The really odd thing is that as this script was hashed and re-hashed over years, in typical Hollywood fashion, two of the listed co-writers (who were previously on track to direct The Flash) were John Francis Daley and Jonathan Goldstein, who were also directors and co-writers of Dungeons & Dragons: Honor Among Thieves. But the silliness worked in that movie, because it was more consistent with the tone, where the characters were basically gentleman rogues and no one really got hurt. It’s a little more jarring when you have the comedy team of Allen and Allen in scenarios where people are getting shot up with assault rifles or skewered with warblades. You would think that the Dungeons & Dragons movie would not have a code versus killing and the superhero movie would… but this IS the Snyderverse.

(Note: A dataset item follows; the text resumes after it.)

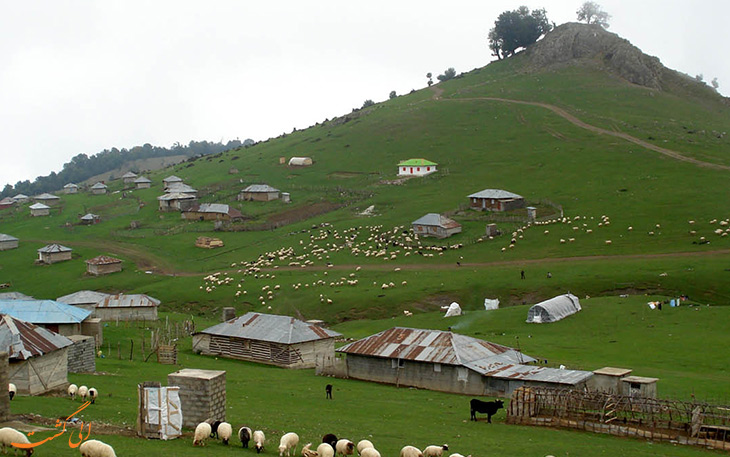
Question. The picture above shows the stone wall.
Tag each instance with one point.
(81, 355)
(202, 394)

Or rather, it WAS the Snyderverse. The problem with building up such a massive movie is that if it doesn’t make an even more massive profit, it becomes one of the biggest bombs in Hollywood history. When you combine that with the even more disappointing Black Adam (‘Finally, The ROCK – HAS COME BACK! – to the video bin’), The Flash is clearly the nail in the coffin to the “DC Extended Universe” and makes it that much more easier for producer-director James Gunn to put his stamp on everything. It’s not impossible, but increasingly unlikely, that Ezra Miller and Gal Gadot will be brought back. They’ve already recast Superman and Lois. And the people who actually liked the Snyderverse (apparently, not enough of them) are all bitching about how James Gunn is going to fuck everything up. I say, if the results are like Peacemaker, then they’re going to be even more fucked up than The Flash but more dramatically coherent.